Landscaping / Schoolyard Greening:
* Create an area somewhere that students can work outside
* Plant some shade trees or windblock trees

Activity Ideas

Pick four of these. If you have more ideas, please let me know in the comments or by e-mail if it's detailed.

* Set up a Free Store.
* Get together a team for the Envirothon.
* Hold a "Leave Your Car at Home" week.
* Have a Paper=Habitat week. We held an assembly with Down To Earth, and I tried to get staff and admin to decrease the amount of paper they use (my suggestions). Unfortunately they think we need a committee to discuss it all before we can begin.
* Sell mini-bins for smokers to put their butts in to stop the yard being littered with the most toxic and most common pollution individuals make.
* Hold a Water Week.

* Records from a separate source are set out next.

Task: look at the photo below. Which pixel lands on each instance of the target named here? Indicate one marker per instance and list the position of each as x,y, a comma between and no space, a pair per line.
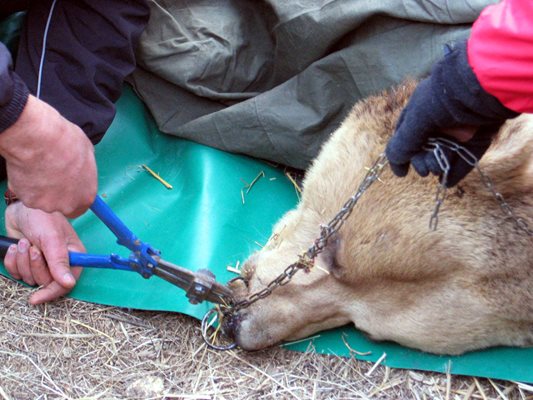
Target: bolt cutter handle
144,259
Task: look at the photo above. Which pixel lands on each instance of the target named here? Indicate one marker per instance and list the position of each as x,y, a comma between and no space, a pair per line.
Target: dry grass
74,350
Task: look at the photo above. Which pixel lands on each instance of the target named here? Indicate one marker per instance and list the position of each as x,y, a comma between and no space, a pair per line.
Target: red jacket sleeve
500,51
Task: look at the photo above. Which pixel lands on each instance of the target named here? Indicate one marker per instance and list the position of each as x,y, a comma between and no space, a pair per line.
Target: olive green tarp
203,223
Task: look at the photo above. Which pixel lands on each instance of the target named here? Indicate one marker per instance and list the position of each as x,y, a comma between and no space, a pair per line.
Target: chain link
306,260
470,159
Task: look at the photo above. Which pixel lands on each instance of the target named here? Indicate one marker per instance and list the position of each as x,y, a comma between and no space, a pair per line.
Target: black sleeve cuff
10,111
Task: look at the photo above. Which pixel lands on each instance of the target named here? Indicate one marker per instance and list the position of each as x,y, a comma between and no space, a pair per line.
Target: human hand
41,255
450,103
50,161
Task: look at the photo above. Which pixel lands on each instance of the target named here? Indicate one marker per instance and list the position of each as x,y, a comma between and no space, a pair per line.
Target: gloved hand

Sell stainless steel water bottles, offer water taste tests including water from the school's tap, and show a movie like Sharkwater or FLOW.
* Have a movie night with a speaker and a current environmental film like Wall-E. Or an oldy like Dawn of the Dead. (It's about mindless consumerism - really.)
* Have a poster making contest that deals with a specific environmental concern.
* Get on board with Turn off the TV or Mental-Detox week.
* Have a bike rally - like a car rally but with teams of bicycles.
* Make a film about what your school has done this year.
* Have an Earth Day celebration. We do an EarthFest concert. I'll write more about that soon.

Final Audit

In early March, do another waste and energy audit. Get your students to start hounding teachers (or other students at this point) for their environmental lesson plans.

The Package

Take a day off. We get release days, but do what you can if you don't. Go through everything you collected over the year and make sure all the checklists are complete. Did you meet with every type of person on the list? Are the audits and action plans complete for the energy and waste sections? Do you have photos of the landscaping plans and actual landscaped areas? Do you have info on all your activities? Did you scrounge up seven lesson plans with student work?

Send it in to your board rep usually early April or late March. Someone might come in a few weeks from now to check out your school. After that, think up a display for the EcoSchool presentation ceremony.

Thank everyone involved profusely and with food, so they'll come back next year to do it all again.